La Juez A Quo declaró configurada la inepta demanda, pues advierte que en el líbelo se
omitió solicitar la nulidad de las Resoluciones No 02772 del 17 de febrero de 2003 y 09378 del 28 de marzo de 2007, que negaron al accionante la reliquidación de la pensión de invalidez antes de la expedición de los actos enjuiciados. A fin de determinar si en el presente caso era necesario demandar la totalidad de pronunciamientos expedidos por la administración, se debe analizar la naturaleza del petitum en los siguientes términos: La reliquidación pensional es considerada como un derecho imprescriptible por afectar de manera directa una prestación periódica de carácter "indefinido, en tal sentido, el interesado puede acudir en cualquier momento a la administración y cuantas vences considere necesario, a fin de lograr el incremento de su mesada pensional. En este punto es importante aclarar, que si bien el reajuste es un derecho que no se pierde por el simple paso del tiempo, no sucede lo mismo con el pago de las diferencias en las mesadas pensiónales, que en todo caso se ve afectado por la prescripción trienal; según lo expuesto, el interesado puede solicitar en cualquier momento el incremento de su mesada pensional, pero tendrá derecho a percibir la diferencias de los tres ( 3 ) años anteriores, término que a la luz de lo dispuesto en el Decreto 3135 de 1968, se interrumpe por un lapso igual con el simple reclamo escrito dirigido a la autoridad competente.

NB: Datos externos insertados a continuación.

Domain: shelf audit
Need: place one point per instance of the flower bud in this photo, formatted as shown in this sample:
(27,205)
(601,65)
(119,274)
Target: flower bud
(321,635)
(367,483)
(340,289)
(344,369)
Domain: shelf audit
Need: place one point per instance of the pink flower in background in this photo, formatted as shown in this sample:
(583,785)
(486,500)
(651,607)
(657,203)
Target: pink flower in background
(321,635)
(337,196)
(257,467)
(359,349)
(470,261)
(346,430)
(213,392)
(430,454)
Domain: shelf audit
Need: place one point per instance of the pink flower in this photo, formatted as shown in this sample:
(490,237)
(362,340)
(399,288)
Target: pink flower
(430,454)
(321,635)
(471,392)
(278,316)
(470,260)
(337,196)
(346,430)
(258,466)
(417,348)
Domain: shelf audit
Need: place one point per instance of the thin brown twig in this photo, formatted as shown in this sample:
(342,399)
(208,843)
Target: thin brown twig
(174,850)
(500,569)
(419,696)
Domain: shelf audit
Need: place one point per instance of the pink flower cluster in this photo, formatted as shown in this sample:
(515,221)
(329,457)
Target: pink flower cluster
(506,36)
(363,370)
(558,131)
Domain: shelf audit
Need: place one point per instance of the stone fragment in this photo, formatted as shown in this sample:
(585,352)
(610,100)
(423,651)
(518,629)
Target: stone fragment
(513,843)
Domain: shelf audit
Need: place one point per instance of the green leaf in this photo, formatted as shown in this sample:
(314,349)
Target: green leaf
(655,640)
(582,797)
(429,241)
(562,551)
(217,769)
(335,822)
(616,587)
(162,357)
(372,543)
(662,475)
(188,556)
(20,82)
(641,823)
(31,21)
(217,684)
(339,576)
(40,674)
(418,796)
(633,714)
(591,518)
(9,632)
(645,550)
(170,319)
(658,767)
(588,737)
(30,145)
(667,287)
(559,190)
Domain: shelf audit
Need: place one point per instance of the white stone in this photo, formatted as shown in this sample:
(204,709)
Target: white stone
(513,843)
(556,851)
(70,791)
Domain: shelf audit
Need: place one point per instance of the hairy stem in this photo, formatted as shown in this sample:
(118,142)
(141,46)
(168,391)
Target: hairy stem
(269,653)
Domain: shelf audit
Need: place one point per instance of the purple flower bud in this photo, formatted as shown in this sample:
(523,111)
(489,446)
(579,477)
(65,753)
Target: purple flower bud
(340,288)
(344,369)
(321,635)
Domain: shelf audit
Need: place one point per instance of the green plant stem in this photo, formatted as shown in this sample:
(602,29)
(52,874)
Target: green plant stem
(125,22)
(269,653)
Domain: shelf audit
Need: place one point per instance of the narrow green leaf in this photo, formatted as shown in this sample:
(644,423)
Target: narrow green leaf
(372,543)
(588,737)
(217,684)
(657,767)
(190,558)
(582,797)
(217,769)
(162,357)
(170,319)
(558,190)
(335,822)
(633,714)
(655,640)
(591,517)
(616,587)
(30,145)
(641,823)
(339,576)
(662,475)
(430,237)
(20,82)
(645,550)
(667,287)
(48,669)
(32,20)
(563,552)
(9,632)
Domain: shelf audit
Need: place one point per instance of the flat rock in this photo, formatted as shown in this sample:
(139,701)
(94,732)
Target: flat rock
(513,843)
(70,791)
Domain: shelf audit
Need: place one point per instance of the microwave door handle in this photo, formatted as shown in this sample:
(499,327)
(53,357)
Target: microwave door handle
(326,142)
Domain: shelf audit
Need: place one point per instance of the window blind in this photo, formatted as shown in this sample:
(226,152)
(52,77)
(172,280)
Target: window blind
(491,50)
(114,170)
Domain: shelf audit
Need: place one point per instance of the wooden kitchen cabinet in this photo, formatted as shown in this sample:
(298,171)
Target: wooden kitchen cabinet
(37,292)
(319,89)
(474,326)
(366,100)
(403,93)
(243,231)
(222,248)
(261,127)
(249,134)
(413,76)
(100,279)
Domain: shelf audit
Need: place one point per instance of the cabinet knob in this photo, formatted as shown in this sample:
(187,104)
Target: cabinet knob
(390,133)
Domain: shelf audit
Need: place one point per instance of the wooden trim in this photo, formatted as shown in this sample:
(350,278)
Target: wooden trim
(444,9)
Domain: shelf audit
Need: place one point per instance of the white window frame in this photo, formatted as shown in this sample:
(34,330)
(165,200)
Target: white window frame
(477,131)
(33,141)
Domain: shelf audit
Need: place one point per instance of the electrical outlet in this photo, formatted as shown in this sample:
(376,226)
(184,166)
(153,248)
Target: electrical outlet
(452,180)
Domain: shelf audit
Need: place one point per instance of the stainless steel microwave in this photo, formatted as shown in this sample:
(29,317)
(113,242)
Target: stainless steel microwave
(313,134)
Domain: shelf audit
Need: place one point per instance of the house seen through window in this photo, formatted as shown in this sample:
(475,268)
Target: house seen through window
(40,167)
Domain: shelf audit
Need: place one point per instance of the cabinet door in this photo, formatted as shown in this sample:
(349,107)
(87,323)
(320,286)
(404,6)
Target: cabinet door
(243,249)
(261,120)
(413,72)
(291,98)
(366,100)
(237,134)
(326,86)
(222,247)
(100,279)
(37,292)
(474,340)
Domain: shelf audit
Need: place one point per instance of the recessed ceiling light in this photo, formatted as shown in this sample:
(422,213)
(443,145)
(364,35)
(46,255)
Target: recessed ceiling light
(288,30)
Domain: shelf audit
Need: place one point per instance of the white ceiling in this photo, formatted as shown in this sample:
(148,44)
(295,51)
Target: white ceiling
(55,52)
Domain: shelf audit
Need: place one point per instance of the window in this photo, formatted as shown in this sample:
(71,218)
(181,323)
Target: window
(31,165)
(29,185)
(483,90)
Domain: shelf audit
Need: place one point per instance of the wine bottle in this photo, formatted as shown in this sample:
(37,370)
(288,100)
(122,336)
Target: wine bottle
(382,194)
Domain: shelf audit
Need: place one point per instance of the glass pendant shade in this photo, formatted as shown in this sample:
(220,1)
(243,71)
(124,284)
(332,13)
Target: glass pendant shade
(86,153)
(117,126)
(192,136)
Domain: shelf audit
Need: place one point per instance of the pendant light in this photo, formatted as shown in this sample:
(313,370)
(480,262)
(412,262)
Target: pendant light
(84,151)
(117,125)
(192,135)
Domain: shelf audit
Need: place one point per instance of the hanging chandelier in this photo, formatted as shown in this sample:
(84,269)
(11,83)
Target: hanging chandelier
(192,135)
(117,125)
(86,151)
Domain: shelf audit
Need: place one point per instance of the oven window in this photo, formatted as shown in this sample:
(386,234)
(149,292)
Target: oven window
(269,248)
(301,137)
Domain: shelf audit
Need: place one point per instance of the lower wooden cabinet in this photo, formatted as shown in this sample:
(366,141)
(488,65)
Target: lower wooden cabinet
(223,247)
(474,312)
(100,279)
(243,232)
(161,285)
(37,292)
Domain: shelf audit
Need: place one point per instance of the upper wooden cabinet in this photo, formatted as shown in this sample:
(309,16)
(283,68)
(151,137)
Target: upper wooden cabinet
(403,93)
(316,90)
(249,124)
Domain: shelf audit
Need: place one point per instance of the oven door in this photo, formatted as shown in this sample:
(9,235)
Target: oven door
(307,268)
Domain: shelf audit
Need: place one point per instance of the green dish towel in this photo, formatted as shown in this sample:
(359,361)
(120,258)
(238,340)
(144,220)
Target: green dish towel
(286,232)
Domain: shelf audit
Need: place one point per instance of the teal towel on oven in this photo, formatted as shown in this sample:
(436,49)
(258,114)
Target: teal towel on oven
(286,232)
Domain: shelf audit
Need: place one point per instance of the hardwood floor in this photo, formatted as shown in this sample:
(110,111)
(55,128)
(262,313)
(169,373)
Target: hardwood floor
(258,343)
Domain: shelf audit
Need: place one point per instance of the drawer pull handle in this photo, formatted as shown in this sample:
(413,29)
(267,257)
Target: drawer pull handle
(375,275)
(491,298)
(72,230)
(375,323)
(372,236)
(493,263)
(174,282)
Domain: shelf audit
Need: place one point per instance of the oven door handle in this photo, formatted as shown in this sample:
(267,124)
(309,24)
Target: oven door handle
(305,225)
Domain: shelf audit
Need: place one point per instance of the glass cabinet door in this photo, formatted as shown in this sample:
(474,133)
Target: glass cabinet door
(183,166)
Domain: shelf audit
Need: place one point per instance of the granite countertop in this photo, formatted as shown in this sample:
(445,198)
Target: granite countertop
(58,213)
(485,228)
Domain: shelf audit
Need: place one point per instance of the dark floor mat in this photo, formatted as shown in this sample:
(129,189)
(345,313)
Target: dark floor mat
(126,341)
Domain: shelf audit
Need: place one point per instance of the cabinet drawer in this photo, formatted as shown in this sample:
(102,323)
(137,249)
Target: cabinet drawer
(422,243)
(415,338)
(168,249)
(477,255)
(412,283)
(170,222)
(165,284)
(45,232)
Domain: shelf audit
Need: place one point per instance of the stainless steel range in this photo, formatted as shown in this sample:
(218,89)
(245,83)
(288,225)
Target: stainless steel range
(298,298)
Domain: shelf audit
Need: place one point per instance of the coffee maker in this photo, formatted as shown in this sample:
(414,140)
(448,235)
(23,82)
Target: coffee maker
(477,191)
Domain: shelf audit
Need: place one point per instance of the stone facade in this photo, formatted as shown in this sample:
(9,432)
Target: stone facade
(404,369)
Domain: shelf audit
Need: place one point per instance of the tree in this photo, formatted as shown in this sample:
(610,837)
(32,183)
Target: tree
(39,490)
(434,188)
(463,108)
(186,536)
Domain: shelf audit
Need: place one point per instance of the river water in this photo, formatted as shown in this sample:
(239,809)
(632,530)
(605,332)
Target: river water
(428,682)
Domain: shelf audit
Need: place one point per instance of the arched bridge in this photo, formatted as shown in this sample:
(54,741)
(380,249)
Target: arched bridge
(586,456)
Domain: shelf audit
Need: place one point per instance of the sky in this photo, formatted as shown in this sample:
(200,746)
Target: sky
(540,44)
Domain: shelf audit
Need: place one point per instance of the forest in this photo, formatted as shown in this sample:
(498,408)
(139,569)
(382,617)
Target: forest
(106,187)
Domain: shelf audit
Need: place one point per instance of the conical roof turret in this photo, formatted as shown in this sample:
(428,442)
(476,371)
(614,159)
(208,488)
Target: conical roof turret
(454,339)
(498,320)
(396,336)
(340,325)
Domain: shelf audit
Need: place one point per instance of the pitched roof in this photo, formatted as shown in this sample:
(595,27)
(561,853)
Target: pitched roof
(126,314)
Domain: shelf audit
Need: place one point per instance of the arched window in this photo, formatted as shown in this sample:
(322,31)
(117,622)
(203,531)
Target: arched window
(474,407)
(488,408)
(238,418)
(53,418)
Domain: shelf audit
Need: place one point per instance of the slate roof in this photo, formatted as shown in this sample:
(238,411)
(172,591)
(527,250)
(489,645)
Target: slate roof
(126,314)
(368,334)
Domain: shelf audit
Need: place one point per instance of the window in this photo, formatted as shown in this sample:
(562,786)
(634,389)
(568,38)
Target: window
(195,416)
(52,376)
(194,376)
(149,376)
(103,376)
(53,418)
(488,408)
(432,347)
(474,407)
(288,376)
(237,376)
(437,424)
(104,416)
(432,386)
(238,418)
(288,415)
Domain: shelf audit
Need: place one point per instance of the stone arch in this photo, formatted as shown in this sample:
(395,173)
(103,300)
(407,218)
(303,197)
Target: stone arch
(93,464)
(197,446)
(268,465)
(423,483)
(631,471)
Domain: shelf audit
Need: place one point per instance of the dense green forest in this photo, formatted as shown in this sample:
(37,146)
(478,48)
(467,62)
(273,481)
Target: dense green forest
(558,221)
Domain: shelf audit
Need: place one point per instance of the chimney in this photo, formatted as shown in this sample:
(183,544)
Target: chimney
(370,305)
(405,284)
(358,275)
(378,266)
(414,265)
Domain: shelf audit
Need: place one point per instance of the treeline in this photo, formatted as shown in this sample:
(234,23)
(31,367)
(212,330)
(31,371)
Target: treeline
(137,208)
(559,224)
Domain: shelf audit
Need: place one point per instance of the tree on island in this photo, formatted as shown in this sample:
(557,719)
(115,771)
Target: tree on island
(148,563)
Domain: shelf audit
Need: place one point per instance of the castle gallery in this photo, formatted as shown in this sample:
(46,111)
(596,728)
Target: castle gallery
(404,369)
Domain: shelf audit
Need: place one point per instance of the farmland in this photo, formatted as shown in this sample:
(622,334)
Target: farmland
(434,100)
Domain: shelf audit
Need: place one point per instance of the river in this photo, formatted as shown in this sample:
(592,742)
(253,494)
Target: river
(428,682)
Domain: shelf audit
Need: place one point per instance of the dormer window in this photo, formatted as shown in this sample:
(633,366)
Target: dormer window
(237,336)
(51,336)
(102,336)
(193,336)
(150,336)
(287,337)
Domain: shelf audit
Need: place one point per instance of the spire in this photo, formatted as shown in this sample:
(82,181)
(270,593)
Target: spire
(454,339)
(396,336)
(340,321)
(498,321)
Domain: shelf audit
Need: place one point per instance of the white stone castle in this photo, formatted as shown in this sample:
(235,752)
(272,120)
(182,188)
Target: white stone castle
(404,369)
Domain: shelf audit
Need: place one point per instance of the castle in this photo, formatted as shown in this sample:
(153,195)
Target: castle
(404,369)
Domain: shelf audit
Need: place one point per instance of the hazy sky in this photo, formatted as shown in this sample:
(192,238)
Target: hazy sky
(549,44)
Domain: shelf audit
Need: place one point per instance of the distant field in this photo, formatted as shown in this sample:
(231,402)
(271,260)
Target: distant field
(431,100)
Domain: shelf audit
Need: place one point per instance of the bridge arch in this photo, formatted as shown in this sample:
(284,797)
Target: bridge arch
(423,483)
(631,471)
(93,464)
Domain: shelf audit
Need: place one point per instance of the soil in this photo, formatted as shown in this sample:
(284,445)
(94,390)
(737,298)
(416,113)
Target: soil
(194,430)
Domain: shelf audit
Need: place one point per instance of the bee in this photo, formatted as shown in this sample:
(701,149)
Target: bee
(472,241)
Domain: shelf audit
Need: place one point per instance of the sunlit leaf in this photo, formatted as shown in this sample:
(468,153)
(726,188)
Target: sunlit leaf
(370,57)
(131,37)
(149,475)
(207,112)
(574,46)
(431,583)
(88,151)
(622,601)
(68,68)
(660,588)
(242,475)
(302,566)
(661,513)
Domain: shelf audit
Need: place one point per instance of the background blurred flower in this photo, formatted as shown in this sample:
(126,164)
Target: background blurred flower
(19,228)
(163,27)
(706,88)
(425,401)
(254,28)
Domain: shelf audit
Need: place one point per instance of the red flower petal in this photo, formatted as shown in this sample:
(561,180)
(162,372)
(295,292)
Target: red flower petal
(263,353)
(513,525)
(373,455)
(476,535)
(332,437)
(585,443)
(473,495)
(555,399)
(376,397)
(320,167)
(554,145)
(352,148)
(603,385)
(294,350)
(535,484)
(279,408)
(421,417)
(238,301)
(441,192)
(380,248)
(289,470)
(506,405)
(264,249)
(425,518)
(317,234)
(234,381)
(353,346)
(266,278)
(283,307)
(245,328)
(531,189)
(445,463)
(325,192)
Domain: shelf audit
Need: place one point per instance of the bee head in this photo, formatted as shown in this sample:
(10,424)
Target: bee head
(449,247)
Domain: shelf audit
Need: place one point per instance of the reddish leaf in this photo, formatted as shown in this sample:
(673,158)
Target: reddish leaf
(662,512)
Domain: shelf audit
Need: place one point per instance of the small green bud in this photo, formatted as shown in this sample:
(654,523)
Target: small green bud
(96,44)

Se reitera entonces que el interesado puede solicitar la reliquidación pensional las veces que considere necesario, pero esta solo se cancelará la diferencia por el periodo de los
tres (3) años anteriores a la solicitud elevada ante la autoridad administrativa o la fecha de la presentación de la demanda, si entre estos dos acontecimientos ha transcurrido un término superior al citado. Conforme a lo expuesto, solamente será necesario demandar ante la administración los últimos actos provocados por el accionante, salvo que con decisiones anteriores se pretenda interrumpir el término prescriptivo que afecta el pago de las diferencias de las mesadas. Conforme a lo expuesto, considera la Sala que en el presente caso no era necesario demandar las Resoluciones No 02772 del 17 de febrero de 2003 y 09378 del 28 de marzo de 2007, pues estas fueron expedidas cinco (5) y nueve (9) años antes de que nacieran a la vida jurídica los actos enjuiciados; así las cosas, en nada afectaba la conformación del contradictorio el hecho que el demandante no hubiese solicitado su nulidad, pues en el presente caso las resoluciones del año 2003 y 2007 no tenían la vocación de interrumpir la prescripción del pago de las diferencias en las mesadas. De otra parte, la Sala aclara que el hecho de no demandar la totalidad de pronunciamientos de la administración en materia de reliquidación pensional, aun tratándose de aquellos los actos que tienen la vocación de interrumpir la prescripción del pago de las diferencias, no da lugar a la terminación del proceso, pues el juez, en uso de su poder de instrucción, debe integrar en debida forma las pretensiones en la etapa de
saneamiento surtida dentro de la audiencia inicial (con el respectivo traslado a la entidad demandada), o en la etapa de excepción es correr traslado a la parte actora para adecuar el libelo corrigiendo la irregularidad advertida, antes de cerrar al accionante las puertas de la administración de justicia. Si bien en el presente caso no se encontró ineptitud de la demanda se considera oportuno aclarar que la decisión de dar por terminado un proceso en virtud de la aprobación de una excepción previa, es una medida desproporcionada que poco coincide con la efectividad de los derechos sustanciales.